Re: silent data loss with ext4 / all current versions

From: Michael Paquier <michael(dot)paquier(at)gmail(dot)com>
To: Andres Freund <andres(at)anarazel(dot)de>
Cc: Tomas Vondra <tomas(dot)vondra(at)2ndquadrant(dot)com>, PostgreSQL mailing lists <pgsql-hackers(at)postgresql(dot)org>
Subject: Re: silent data loss with ext4 / all current versions
Date: 2016-03-08 07:21:45
Message-ID: CAB7nPqRDwya5Qj4w0b5mu9Eac4AS1ykUU+WD_7z0zip0HsOhQg@mail.gmail.com
Views: Raw Message | Whole Thread | Download mbox | Resend email
Thread:
Lists: pgsql-hackers

On Tue, Mar 8, 2016 at 2:55 PM, Andres Freund <andres(at)anarazel(dot)de> wrote:
> On 2016-03-08 12:26:34 +0900, Michael Paquier wrote:
>> On Tue, Mar 8, 2016 at 12:18 PM, Andres Freund <andres(at)anarazel(dot)de> wrote:
>> > On 2016-03-08 12:01:18 +0900, Michael Paquier wrote:
>> >> I have spent a couple of hours looking at that in details, and the
>> >> patch is neat.
>> >
>> > Cool. Doing some more polishing right now. Will be back with an updated
>> > version soonish.
>> >
>> > Did you do some testing?
>>
>> Not much in details yet, I just ran a check-world with fsync enabled
>> for the recovery tests, plus quick manual tests with a cluster
>> manually set up. I'll do more with your new version now that I know
>> there will be one.
>
> Here's my updated version.
>
> Note that I've split the patch into two. One for the infrastructure, and
> one for the callsites.

Thanks for the updated patches and the split, this makes things easier
to look at. I have been doing some testing as well mainly manually
using with pgbench and nothing looks broken.
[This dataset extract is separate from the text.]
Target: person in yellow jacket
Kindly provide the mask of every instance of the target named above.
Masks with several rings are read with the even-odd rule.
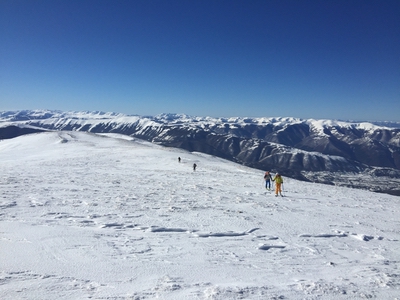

+ durable_link_or_rename(tmppath, path, ERROR);
+ durable_rename(path, xlogfpath, ERROR);
You may want to add a (void) cast in front of those calls for correctness.

- ereport(LOG,
- (errcode_for_file_access(),
- errmsg("could not link file \"%s\" to \"%s\"
(initialization of log file): %m",
- tmppath, path)));
We lose a portion of the error message here, but with the file name
that's easy to guess where that is happening. I am not complaining
(that's fine to me as-is), just mentioning for the archive's sake.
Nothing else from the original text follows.